CONSUMER INNOVATIVENESS
The degree to which consumers are receptive to new products, new services, or new practices. This trait is important to both consumers and marketers as both can benefit from right innovation. Many consumer researchers have tried to develop measurement instruments to gauge the level of consumer innovativeness.
“Tingkat
dimana konsumen menerima produk
baru, layanan baru, atau praktik
baru. Sifat ini penting
untuk konsumen dan pemasar
karena keduanya bisa mendapatkan
keuntungan dari inovasi yang
tepat. Peneliti banyak konsumen
telah mencoba untuk mengembangkan
instrumen pengukuran untuk mengukur
tingkat inovasi konsumen.”
Consumer innovativeness, as a
force that leads to innovative behavior, has often been cited and studied in
research on the diffusion of innovation. Surprisingly, it appears that there is
still room for discussion about this concept. This article attempts to take
stock of this issue. In the first part, the different theoretical definitions
of the notion are introduced critically. The second part is devoted to
displaying major measurement scales that have been designed with a view to
measuring this construct.This review helps in understanding the diversity of approaches to innovativeness. It raises two main questions: (1) Are the different theoretical conceptualizations of innovativeness equally valid and compatible? (2) Do the scales really express each theoretical standpoint? This suggests that the present scales may be imperfect, and construction of a new one may well be of interest.
“Konsumen
innovativeness, sebagai kekuatan yang mengarah ke perilaku inovatif, telah sering dikutip dan dipelajari dalam
penelitian tentang difusi inovasi.
Anehnya, tampak bahwa masih ada ruang untuk diskusi tentang konsep ini. Artikel ini mencoba untuk
mengambil stok masalah ini. Pada bagian pertama, definisi
teoritis yang berbeda dari gagasan yang diperkenalkan
kritis. Bagian kedua dikhususkan untuk menampilkan skala pengukuran utama yang telah dirancang dengan maksud
untuk mengukur membangun ini.
Ulasan ini membantu dalam memahami keragaman pendekatan untuk inovasi. Ini menimbulkan pertanyaan dua utama: (1) Apakah konseptualisasi teoritis yang berbeda dari inovasi sama valid dan kompatibel? (2) Apakah timbangan benar-benar mengekspresikan setiap sudut pandang teoritis? Hal ini menunjukkan bahwa skala ini mungkin tidak sempurna, dan konstruksi yang baru juga mungkin menarik”.
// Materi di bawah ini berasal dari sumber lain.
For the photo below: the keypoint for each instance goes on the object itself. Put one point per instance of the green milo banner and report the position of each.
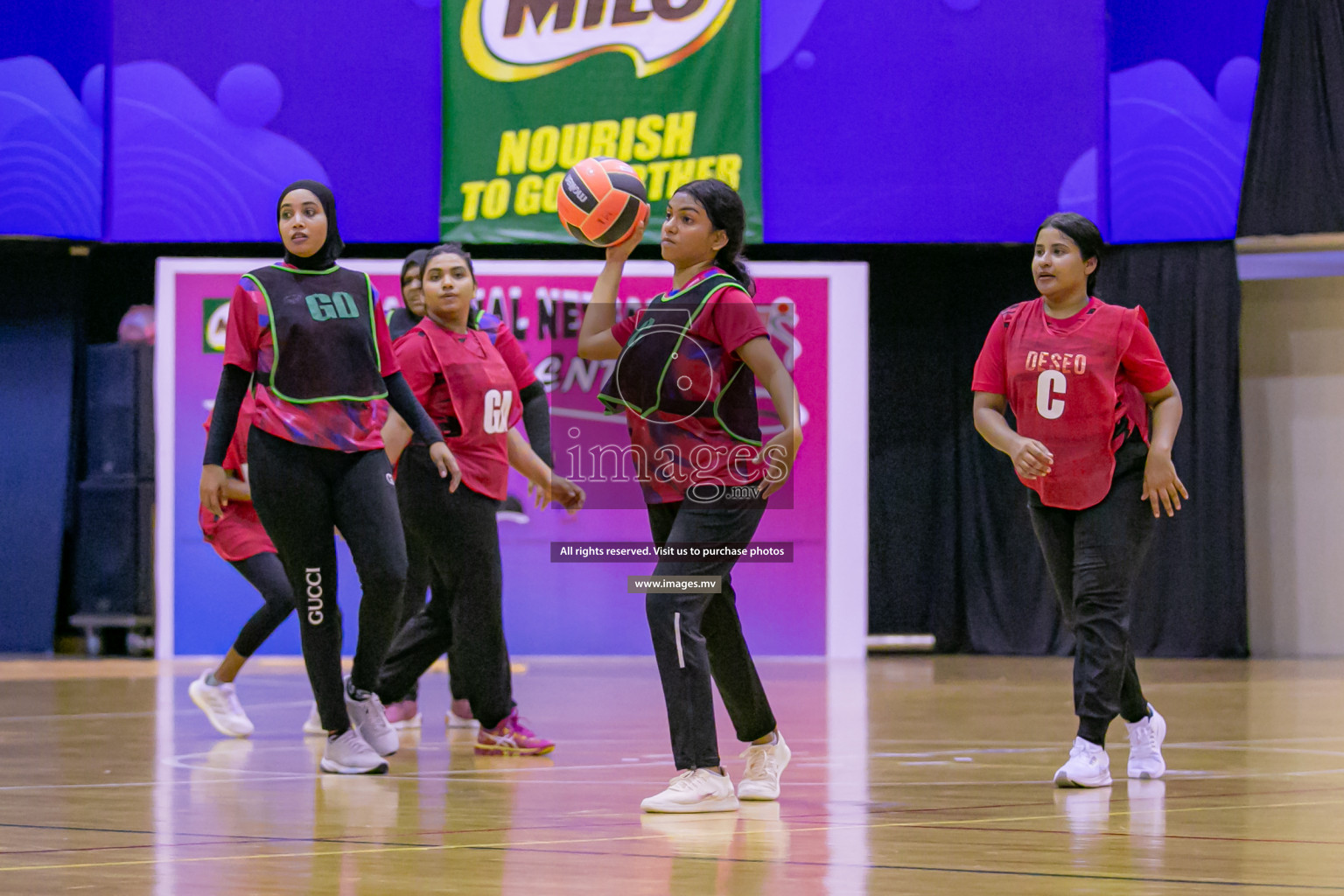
(534, 87)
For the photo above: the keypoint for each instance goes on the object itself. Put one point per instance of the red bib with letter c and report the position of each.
(484, 402)
(1065, 391)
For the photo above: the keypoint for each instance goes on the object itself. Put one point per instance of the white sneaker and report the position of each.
(368, 717)
(765, 765)
(695, 790)
(313, 724)
(1145, 746)
(220, 705)
(1088, 766)
(351, 755)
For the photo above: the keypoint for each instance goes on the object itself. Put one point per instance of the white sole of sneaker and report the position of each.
(1065, 780)
(722, 803)
(1161, 738)
(210, 717)
(336, 768)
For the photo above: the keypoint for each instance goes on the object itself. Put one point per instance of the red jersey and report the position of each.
(680, 452)
(1077, 386)
(466, 388)
(237, 534)
(341, 426)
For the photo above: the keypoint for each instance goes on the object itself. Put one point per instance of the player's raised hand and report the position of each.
(1032, 459)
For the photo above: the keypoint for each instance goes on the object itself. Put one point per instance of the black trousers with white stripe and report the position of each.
(697, 637)
(458, 532)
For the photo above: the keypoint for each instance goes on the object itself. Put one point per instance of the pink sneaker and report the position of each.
(511, 738)
(403, 715)
(460, 715)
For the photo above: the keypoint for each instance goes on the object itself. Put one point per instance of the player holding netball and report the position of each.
(1081, 378)
(684, 376)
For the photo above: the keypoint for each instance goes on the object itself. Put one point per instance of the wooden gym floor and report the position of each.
(910, 775)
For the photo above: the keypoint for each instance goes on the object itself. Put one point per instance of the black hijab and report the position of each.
(414, 260)
(331, 250)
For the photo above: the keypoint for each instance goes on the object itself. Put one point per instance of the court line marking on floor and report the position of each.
(739, 860)
(647, 837)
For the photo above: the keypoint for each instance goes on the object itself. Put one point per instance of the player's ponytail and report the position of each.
(726, 213)
(1085, 235)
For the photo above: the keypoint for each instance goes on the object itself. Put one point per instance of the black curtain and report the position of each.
(950, 543)
(1294, 164)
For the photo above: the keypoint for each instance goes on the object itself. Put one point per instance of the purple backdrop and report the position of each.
(913, 121)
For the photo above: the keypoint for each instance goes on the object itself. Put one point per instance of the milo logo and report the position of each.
(523, 39)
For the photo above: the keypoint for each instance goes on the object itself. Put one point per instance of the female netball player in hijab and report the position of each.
(466, 387)
(313, 340)
(1081, 378)
(684, 378)
(240, 539)
(413, 298)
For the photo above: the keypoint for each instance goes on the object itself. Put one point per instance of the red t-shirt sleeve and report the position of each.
(514, 355)
(732, 320)
(990, 367)
(418, 364)
(242, 335)
(626, 326)
(1143, 360)
(385, 338)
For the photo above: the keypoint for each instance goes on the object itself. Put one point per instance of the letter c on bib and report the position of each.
(1050, 389)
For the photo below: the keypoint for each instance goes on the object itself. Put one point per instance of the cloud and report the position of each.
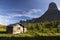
(33, 13)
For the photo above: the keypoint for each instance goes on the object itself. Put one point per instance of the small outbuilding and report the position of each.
(16, 28)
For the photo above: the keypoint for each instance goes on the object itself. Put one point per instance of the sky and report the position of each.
(12, 11)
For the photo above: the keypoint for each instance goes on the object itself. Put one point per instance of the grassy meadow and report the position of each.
(36, 31)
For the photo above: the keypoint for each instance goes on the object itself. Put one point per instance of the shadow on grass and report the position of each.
(30, 38)
(3, 32)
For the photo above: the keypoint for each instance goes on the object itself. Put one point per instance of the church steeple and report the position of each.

Ulasan ini membantu dalam memahami keragaman pendekatan untuk inovasi. Ini menimbulkan pertanyaan dua utama: (1) Apakah konseptualisasi teoritis yang berbeda dari inovasi sama valid dan kompatibel? (2) Apakah timbangan benar-benar mengekspresikan setiap sudut pandang teoritis? Hal ini menunjukkan bahwa skala ini mungkin tidak sempurna, dan konstruksi yang baru juga mungkin menarik”.
CONSUMER COMPLUSIVE CONSUMTION
ABSTRACT -
Recently, psychologists have begun to realize that spending can be a compulsive
behavior similar to gambling, food disorders and alcoholism. However, to date,
virtually no published literature exists about this form of fanatical
consumption. This paper discusses how compulsive spending fits the etiology of
compulsive behaviors and describes the different ways compulsive consumption
can be manifested.
“Baru-baru
ini, para psikolog telah mulai
menyadari pengeluaran yang bisa
menjadi perilaku kompulsif mirip dengan perjudian, gangguan makanan dan alkoholisme.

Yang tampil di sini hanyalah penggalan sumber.